I did some unofficial consulting for a client involved with the Otay Mesa border crossing east of San Diego and my response was: surely you jest, you are not going to stop people and all the sensors are going to do is give you a count of how many got through.

We can't stop people coming across Lake Ontario into New York, where a lot of people live, so how do you do it in a desert where almost no one lives? With a lot of money and equipment you can't limit the numbers, but the Feds have to come up with the funding, it's their problem.

Via the American Street check out this T-shirt.

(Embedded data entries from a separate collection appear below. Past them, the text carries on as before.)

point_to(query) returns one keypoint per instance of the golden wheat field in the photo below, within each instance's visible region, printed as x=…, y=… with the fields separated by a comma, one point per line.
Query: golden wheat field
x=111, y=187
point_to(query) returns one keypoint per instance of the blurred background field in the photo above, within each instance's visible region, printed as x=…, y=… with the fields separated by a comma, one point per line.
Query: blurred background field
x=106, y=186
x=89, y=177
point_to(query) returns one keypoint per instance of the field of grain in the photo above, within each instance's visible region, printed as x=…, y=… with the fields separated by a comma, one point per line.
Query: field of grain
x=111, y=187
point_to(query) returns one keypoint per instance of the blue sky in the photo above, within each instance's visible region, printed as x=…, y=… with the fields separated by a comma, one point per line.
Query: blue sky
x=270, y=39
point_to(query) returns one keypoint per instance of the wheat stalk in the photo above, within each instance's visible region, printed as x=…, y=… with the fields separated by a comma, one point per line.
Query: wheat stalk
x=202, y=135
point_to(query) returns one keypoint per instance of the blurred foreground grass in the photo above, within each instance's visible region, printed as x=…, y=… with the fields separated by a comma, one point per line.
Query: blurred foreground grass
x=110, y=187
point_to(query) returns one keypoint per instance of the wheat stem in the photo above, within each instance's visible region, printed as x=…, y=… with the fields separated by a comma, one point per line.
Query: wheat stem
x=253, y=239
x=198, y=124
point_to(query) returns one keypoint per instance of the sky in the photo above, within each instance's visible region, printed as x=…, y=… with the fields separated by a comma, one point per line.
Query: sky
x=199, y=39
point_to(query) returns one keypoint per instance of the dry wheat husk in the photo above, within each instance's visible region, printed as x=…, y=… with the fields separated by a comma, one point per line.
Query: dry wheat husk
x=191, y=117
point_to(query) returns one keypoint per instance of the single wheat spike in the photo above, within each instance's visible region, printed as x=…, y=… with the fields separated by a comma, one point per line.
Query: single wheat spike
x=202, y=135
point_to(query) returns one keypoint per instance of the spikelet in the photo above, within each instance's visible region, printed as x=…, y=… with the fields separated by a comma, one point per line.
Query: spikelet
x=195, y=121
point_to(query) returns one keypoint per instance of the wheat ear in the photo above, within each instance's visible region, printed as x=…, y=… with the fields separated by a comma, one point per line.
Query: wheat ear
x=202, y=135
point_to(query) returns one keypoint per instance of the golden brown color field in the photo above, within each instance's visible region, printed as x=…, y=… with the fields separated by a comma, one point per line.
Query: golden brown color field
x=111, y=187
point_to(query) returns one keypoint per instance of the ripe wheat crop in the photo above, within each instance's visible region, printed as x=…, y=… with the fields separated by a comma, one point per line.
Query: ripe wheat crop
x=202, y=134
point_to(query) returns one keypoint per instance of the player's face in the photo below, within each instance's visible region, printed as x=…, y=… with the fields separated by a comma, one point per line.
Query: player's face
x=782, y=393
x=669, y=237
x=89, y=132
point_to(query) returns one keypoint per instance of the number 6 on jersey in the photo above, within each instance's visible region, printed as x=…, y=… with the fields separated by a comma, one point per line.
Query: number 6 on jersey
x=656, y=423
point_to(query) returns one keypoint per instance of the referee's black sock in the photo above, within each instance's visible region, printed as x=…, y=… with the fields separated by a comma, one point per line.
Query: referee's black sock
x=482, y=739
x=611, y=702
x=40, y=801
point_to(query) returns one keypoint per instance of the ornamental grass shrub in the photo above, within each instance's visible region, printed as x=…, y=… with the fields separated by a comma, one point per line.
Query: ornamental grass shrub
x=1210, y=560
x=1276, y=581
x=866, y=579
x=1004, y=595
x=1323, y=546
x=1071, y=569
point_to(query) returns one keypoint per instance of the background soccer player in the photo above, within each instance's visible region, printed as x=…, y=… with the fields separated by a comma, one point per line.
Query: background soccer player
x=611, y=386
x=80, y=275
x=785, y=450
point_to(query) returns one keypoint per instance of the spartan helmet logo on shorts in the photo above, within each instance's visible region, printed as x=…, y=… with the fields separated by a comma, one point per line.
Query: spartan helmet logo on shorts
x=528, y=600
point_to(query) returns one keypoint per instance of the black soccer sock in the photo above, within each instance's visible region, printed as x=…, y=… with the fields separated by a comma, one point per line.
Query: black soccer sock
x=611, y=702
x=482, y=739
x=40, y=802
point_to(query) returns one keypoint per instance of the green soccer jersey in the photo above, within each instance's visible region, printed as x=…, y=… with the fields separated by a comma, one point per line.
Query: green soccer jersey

Posted by: Bryan at July 19, 2004 10:01 PM

The T-shirt link didn't work. This is the Address:

http://blogs.salon.com/0001107/2004/07/15.html

Posted by: Bryan at July 19, 2004 10:03 PM

Sometime in the late 1980's early 1990's the US government decided to be tougher on the border with Mexico. So the US government said "we will shoot people that try to go over the border after a certain day". After shooting and hitting a handful of illegal immigrants, the Californian Hispanics and other citizens called it a massacre and racist. They probably called it even with ethnic cleansing if the term was out there now. Maybe there would be a small dent taken out of the illegal immigrants by more police patrolling the border. The real problem is that they don't have work down there were pay is guarranteed and good enough and they can get jobs in the US that pays well. An illegal immigrant can also easily get an appartment here. The US makes it too easy for illegal immigrants.